Book: The Checklist Manifesto, Atul Gawande


Checklists are great. We use them in all parts of the company process and a lot of documentation is made obsolete just by changing it to a checklist that anyone can follow. This is a great read.


Jobs are becoming too complex to be done from memory alone. Checklists remind us of the minimum necessary steps. Reminders of most critical and important steps. Practical. Between five and nine items. Let it evolve.

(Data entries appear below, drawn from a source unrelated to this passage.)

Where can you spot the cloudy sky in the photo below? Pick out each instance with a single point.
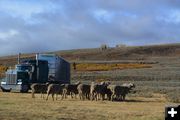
(49, 25)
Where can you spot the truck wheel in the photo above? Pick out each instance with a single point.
(5, 90)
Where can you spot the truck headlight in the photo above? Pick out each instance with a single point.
(3, 83)
(19, 81)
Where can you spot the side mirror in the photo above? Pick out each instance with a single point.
(32, 70)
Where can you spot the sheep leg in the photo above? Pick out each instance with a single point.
(53, 96)
(33, 96)
(47, 96)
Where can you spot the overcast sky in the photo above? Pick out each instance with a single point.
(50, 25)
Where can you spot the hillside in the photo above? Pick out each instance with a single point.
(109, 54)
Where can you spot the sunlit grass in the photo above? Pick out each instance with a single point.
(110, 66)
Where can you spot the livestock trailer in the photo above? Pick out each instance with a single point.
(45, 68)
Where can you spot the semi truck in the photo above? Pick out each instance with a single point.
(45, 68)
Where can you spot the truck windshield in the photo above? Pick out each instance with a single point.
(24, 67)
(22, 75)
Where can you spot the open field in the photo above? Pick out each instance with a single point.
(21, 106)
(155, 70)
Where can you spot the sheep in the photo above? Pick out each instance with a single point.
(54, 89)
(83, 91)
(38, 88)
(70, 89)
(98, 90)
(119, 91)
(126, 88)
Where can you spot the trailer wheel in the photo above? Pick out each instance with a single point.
(5, 90)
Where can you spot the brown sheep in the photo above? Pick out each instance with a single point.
(98, 90)
(54, 89)
(38, 88)
(119, 92)
(70, 89)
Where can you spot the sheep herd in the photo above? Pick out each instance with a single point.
(93, 91)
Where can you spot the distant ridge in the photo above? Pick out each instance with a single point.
(115, 53)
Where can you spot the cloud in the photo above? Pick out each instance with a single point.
(48, 25)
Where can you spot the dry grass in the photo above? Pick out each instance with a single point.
(109, 66)
(21, 106)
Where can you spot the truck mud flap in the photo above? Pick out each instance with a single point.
(5, 90)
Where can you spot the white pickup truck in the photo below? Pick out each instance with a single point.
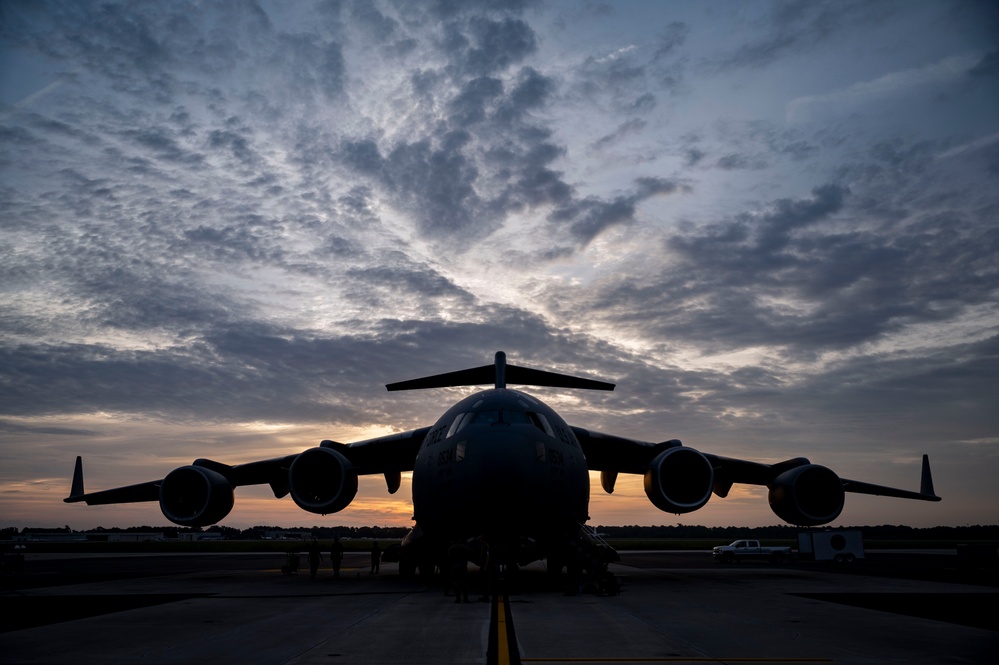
(749, 549)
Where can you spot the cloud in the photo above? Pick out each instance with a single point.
(948, 70)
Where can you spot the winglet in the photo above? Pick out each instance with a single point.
(926, 478)
(76, 492)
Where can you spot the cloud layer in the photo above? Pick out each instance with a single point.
(774, 227)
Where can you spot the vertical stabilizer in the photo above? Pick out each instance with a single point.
(500, 370)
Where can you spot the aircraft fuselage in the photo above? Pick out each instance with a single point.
(503, 465)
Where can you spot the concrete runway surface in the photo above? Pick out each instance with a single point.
(674, 607)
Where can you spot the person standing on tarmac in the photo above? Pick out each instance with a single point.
(315, 557)
(336, 556)
(457, 561)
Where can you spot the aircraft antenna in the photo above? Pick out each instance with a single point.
(500, 370)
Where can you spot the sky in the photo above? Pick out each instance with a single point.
(225, 226)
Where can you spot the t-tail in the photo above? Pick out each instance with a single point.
(500, 374)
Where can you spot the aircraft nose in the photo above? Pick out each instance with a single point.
(509, 483)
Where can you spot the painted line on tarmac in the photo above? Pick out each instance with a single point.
(502, 648)
(676, 659)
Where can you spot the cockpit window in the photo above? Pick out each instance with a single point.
(516, 418)
(541, 423)
(457, 424)
(508, 417)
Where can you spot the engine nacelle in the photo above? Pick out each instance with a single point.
(195, 496)
(679, 480)
(807, 495)
(322, 481)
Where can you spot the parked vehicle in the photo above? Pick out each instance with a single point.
(749, 549)
(839, 545)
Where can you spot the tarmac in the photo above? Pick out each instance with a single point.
(672, 607)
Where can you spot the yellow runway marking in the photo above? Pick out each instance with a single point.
(503, 644)
(676, 659)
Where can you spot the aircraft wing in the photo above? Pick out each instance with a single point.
(680, 479)
(389, 455)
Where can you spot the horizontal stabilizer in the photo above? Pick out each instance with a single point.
(500, 374)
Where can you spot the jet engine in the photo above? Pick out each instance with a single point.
(807, 495)
(679, 480)
(195, 496)
(322, 481)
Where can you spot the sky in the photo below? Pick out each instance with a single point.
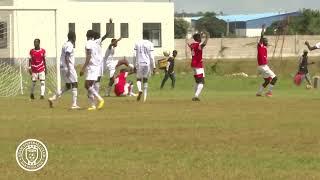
(244, 6)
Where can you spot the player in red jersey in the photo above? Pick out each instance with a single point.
(269, 77)
(122, 87)
(37, 68)
(197, 62)
(311, 48)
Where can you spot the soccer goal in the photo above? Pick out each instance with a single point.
(18, 29)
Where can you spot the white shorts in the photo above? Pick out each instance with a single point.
(143, 72)
(111, 66)
(198, 72)
(92, 73)
(100, 73)
(73, 78)
(266, 72)
(38, 76)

  • Substantial parts of what almost everyone does is now too complex for them to carry out reliably from memory alone.
  • Checklists seem to provide protection against such failures. They remind us of the minimum necessary steps and make them explicit.
  • You want people to make sure to get the stupid stuff right. Yet you also want to leave room for craft and judgment and the ability to respond to unexpected difficulties that arise along the way.
  • Giving people a chance to say something at the start seemed to activate their sense of participation and responsibility and their willingness to speak up.
  • Good checklists are precise. They are efficient, to the point, and easy to use even in the most difficult situations. They do not try to spell out everything—a checklist cannot fly a plane. Instead, they provide reminders of only the most critical and important steps – the ones that even the highly skilled professionals using them could miss. Good checklists are, above all, practical.
  • You must decide whether you want a DO-CONFIRM checklist or a READ-DO checklist.
  • Keep it to between five and nine items.
  • They are quick and simple tools aimed to buttress the skills of expert professionals.
  • Cut too much and you won’t have enough checks to improve care. Leave too much in and the list becomes too long to use.
  • In the end, a checklist is only an aid. If it doesn’t aid, it’s not right.